Some brans like wheat bran fibre are sharp and lacerate the gut. Bread is traditionally eaten with butter or oil as a lubricant.
minerals and vitamins
Nutritional minerals and vitamin supplements where these are deficient can bring dramatic and immediate improvements in mood and thinking. Some are useless or toxic if they exceed requirements so its worth researching their effects. A better diet might work slower but is more sustainable.
sugar
Refined carbohydrates including sugar and alcohol stimulate the pleasure centres and relieve stress. Quitting and withdrawal is as difficult and uncomfortable as addictive drugs.
High levels of sugar in the blood from eating refined carbohydrates leads to proteins being coated with a fur of short chain sugar molecules. This alters the shape of hormones and disrupts their action which relies on conformity of shape to receptors molecules. Short sugar molecules also attach to muscle fibers and are sheered when muscle fibers slide over each other. This causes heating and stiffness during movement by increasing friction.

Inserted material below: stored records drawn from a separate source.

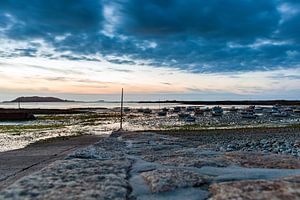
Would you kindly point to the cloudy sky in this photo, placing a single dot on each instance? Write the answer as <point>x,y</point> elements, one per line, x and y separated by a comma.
<point>166,49</point>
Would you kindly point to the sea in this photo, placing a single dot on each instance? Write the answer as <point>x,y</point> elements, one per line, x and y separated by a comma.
<point>66,105</point>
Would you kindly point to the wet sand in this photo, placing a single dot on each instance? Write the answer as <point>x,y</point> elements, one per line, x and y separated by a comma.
<point>22,162</point>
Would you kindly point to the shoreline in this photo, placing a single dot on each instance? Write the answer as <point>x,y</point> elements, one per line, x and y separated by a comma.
<point>149,165</point>
<point>18,163</point>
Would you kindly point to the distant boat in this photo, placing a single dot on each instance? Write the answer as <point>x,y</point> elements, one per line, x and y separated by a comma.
<point>249,115</point>
<point>162,113</point>
<point>177,109</point>
<point>183,115</point>
<point>258,109</point>
<point>207,109</point>
<point>147,111</point>
<point>296,111</point>
<point>126,109</point>
<point>199,112</point>
<point>165,109</point>
<point>280,114</point>
<point>233,109</point>
<point>190,119</point>
<point>217,111</point>
<point>190,109</point>
<point>140,110</point>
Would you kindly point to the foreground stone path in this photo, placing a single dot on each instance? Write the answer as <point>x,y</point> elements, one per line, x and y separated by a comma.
<point>21,162</point>
<point>152,166</point>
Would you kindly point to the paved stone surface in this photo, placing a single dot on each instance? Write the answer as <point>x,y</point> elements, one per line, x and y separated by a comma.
<point>18,163</point>
<point>288,189</point>
<point>144,166</point>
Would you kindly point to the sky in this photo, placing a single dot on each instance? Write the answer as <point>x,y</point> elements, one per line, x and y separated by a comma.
<point>154,49</point>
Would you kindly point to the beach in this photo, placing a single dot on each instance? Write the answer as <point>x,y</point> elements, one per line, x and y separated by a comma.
<point>154,157</point>
<point>166,165</point>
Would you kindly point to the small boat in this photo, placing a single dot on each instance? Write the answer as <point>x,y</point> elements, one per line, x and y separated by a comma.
<point>162,113</point>
<point>165,109</point>
<point>190,109</point>
<point>280,114</point>
<point>296,111</point>
<point>190,119</point>
<point>288,109</point>
<point>258,109</point>
<point>233,109</point>
<point>126,109</point>
<point>207,109</point>
<point>140,110</point>
<point>147,111</point>
<point>217,111</point>
<point>249,115</point>
<point>177,109</point>
<point>183,115</point>
<point>199,112</point>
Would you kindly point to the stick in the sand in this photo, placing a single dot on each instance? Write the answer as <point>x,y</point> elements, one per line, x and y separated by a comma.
<point>121,122</point>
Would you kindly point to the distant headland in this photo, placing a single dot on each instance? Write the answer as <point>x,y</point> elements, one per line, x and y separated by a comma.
<point>39,99</point>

Sugar overstimulates the adrenals and disrupts the hormonal system compounding depression or anxiety.
High sugar levels in packaged and fast foods is the leading cause of the devastating epidemic of hypoglycemia and diabetes in western countries.

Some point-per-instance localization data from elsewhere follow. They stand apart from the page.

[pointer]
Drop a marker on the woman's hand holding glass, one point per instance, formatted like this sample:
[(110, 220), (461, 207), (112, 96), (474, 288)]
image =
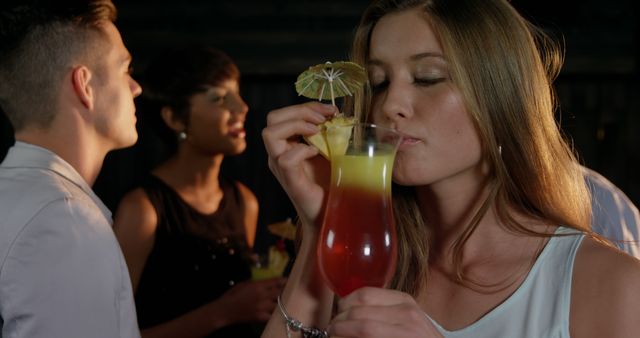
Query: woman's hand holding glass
[(302, 174), (375, 312)]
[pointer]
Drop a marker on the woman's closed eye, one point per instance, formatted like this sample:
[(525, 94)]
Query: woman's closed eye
[(430, 81)]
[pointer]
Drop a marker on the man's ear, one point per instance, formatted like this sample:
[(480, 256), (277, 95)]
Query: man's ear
[(169, 118), (80, 78)]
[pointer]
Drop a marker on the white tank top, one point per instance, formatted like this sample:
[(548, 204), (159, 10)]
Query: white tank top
[(539, 308)]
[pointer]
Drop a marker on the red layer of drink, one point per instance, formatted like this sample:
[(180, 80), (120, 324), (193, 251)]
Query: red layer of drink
[(358, 243)]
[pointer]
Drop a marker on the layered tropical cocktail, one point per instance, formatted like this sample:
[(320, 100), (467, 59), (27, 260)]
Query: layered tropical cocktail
[(357, 246)]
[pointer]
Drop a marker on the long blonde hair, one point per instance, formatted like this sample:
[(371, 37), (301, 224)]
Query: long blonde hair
[(504, 68)]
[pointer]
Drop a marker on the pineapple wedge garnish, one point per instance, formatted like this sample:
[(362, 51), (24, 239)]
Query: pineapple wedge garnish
[(334, 135)]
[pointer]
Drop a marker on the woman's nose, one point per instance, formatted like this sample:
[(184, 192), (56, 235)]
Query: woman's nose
[(395, 102)]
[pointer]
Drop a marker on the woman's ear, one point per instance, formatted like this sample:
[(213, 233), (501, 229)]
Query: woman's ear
[(80, 78), (170, 119)]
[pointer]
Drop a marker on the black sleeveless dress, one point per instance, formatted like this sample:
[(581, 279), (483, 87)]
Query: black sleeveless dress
[(195, 257)]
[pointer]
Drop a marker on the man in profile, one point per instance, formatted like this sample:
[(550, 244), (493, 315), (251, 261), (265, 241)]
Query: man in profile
[(65, 86)]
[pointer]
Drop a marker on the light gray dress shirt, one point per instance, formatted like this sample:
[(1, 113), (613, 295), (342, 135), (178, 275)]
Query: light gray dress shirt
[(62, 273), (614, 215)]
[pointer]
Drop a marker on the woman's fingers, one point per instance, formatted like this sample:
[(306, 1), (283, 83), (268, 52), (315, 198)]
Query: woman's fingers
[(376, 312)]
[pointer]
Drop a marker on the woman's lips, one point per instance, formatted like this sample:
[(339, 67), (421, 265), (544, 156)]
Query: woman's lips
[(237, 130)]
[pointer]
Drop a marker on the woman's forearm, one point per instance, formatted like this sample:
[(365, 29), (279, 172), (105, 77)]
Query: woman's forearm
[(306, 296)]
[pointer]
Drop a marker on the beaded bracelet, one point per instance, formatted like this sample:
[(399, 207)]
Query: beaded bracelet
[(294, 325)]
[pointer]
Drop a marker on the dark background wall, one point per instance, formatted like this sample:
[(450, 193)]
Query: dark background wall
[(272, 41)]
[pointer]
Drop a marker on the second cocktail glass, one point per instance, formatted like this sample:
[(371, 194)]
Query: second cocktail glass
[(357, 245)]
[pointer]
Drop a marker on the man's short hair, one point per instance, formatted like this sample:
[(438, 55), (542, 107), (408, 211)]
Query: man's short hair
[(40, 41)]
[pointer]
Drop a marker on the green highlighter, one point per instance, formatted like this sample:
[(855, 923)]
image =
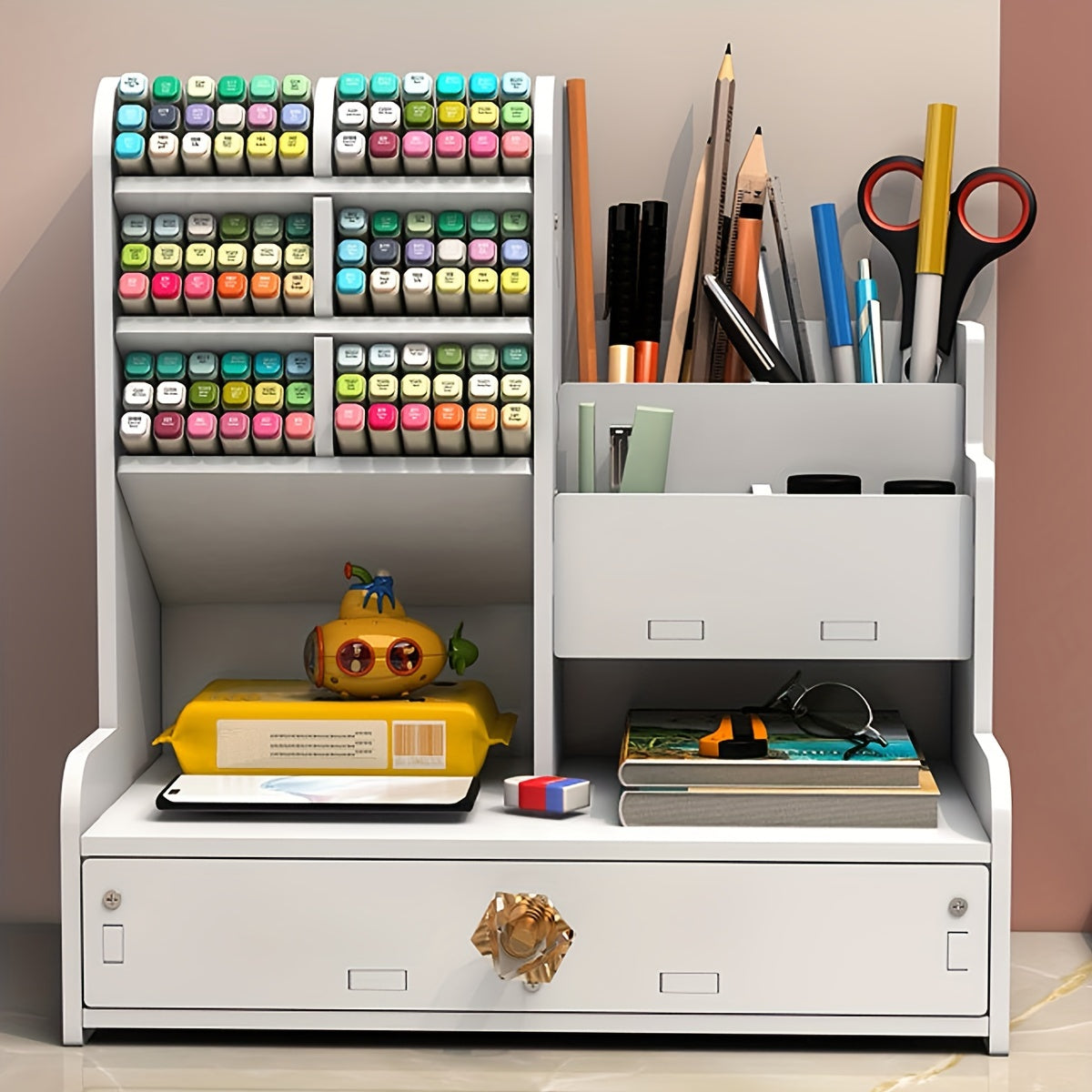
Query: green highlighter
[(386, 225), (205, 396), (483, 358), (170, 366), (235, 228), (420, 225), (298, 227), (514, 359), (232, 88), (235, 366), (451, 225), (298, 397), (296, 88), (265, 88), (484, 224), (136, 258), (516, 224), (139, 367), (449, 359), (167, 88)]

There are lots of web-links to sites extolling the virtues of sugar or limply advising moderation. I haven't found one with comprehensive well researched and documented information and references about its effects.
salt
Refined salt has minerals extracted for sale to manufacturing industries to leave mostly sodium chloride. Eating this raises the proportion of sodium to other ions in the body so we eat more to try to restore balance. Natural salt is more satisfying. It contains minerals in a similar proportion to those we have evolved to need and doesn't lead to the insatiable salt cravings that make fast food so more-ish.